City students Afsana Naidu and Anirudh V were bitten by the polo bug early and showed off their skills during the Hyderabad polo season.
For the first time in Hyderabad, the polo season saw the participation of young guns in the main tournaments. Breaking boundaries and creating a revolution in the sport are Afsana Naidu and Anirudh V.
Anirudh is a student of Class X and has been playing polo for the last 10 months. This is his second tournament and he says this is just the beginning. Anirudh loved riding horses but the passion for the sport developed when his father took him for a polo match. The cricket lover got interested in polo during the Bangalore polo season and since then, it has been a new journey.
“When I saw a match for the first time, I decided this is what I want to do too and since then, have been practising.”
He practises for three hours a day and plans to take it up as a profession. “I have great support from my school but after Class XII, I plan to play professionally,” he says.
Inspired by his coach, young Anirudh is sure that hard work alone will make one the best at anything one chooses. “If we want something, we should pursue it. Now, playing for IPA open is my goal and for that, I don’t mind sacrificing my higher education,” says Anirudh resolutely.
On the other side of the fence is Afsana Naidu, who believes that sports is not a long-term career and one needs to have a professional educational qualification. A sports enthusiast, she was into athletics and basketball when she got bitten by the polo bug a year back. She found the speed, thrill and adrenalin rush in polo was beyond comparison to any other sport she witnessed or played.

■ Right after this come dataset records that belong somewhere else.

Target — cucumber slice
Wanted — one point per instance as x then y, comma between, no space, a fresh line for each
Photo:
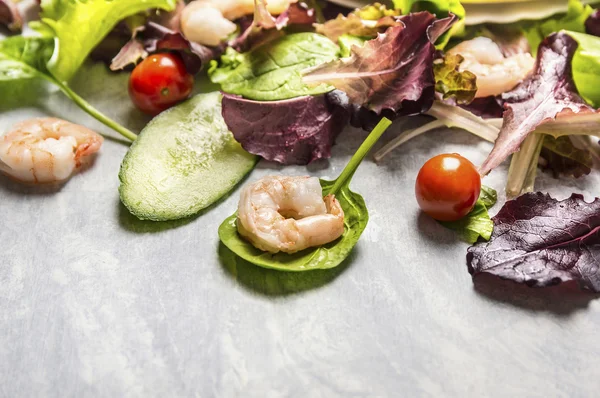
183,161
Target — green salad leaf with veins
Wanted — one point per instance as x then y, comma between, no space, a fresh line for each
78,26
272,71
69,30
327,256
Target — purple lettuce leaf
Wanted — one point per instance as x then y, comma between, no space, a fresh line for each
295,131
561,157
540,241
549,92
10,15
393,72
152,38
265,27
592,24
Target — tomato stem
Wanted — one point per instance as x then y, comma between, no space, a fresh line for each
83,104
360,154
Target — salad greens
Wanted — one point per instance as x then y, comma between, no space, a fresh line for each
547,93
295,131
10,15
477,224
93,18
184,160
393,72
331,255
25,58
540,241
450,82
290,86
272,71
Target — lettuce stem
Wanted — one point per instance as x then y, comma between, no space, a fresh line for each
83,104
360,154
523,166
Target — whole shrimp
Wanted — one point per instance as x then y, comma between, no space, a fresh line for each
288,214
46,150
496,74
209,22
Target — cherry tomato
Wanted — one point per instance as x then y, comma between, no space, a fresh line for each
159,82
448,187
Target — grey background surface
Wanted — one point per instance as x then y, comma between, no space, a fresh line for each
96,303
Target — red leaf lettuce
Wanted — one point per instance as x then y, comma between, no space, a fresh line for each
549,92
294,131
541,241
393,72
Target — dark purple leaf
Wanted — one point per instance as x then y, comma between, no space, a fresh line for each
194,55
541,241
592,24
393,72
295,131
10,15
152,38
561,157
546,94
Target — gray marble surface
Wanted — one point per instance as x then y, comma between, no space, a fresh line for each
96,303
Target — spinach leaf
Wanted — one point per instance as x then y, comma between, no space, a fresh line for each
79,25
272,71
478,222
24,59
331,255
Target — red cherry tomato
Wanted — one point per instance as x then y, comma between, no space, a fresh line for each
159,82
448,187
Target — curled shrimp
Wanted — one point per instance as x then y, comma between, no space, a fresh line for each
46,150
496,74
209,22
288,214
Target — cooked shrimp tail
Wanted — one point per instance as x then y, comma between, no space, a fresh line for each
288,214
46,150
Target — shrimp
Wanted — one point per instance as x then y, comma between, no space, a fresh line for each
495,73
46,150
288,214
209,22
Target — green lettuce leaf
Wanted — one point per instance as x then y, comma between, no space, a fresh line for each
573,20
22,69
79,25
347,41
23,58
23,63
272,71
478,222
452,83
586,67
561,157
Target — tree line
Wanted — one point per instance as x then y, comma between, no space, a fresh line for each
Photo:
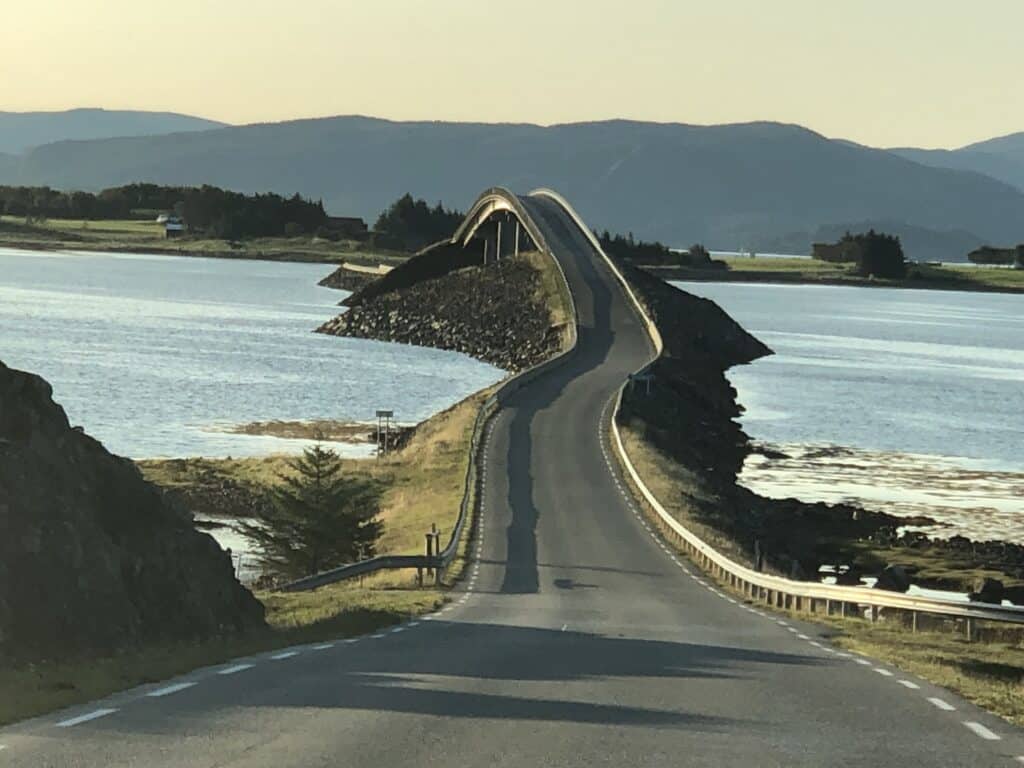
653,253
873,253
209,210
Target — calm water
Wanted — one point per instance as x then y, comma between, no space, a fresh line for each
153,353
904,400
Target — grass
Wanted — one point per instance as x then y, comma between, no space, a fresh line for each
949,276
147,237
423,484
989,672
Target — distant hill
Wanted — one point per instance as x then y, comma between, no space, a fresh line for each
999,158
20,131
728,186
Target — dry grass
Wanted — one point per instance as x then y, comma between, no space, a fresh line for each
424,484
677,488
147,237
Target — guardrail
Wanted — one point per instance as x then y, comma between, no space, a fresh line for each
776,591
442,559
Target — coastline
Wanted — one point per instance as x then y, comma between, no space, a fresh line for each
242,254
796,278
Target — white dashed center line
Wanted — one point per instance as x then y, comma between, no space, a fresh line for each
168,690
981,730
85,718
236,668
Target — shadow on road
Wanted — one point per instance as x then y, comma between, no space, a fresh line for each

“I was practising jumping when my sir asked me to give polo a shot and I fell in love with the sport instantly. What got me kicked about the sport is that it’s more of a mind game. Here, brains are more important than might,” says Afsana.
The love and craze for animals and horses developed after playing polo. She believes that one needs to have a strong connection with the horse and communicate with it.
Being the only female player during Hyderabad polo season, she did make the otherwise male-dominated polo world take her seriously by scoring the winning goal in the qualifying round of Arena Polo Tournament. “We need to break the prejudice that Indians have about girls riding horses. I have been playing and nothing has happened to me; once this myth is broken,
more and more girls will participate. Moreover, Indians do not trust a girl when it comes to sports. They think girls cannot play and this definitely needs to be changed,“ says the Class XII student.
Both Afsana and Anirudh are trained by Major Faiz Siddiqui, a polo player who currently represents ASC in the Hyderabad Polo Season. The thrilled coach, seeing the kids performing so well, says, “We see a lot of changes and today, people are coming forward to play polo. However, more awareness needs to be created. Children who play polo become aware and alert. In this game, everything changes in a split second and players need to make quick decisions. I have seen children who play polo become confident and learn to make quick decisions.”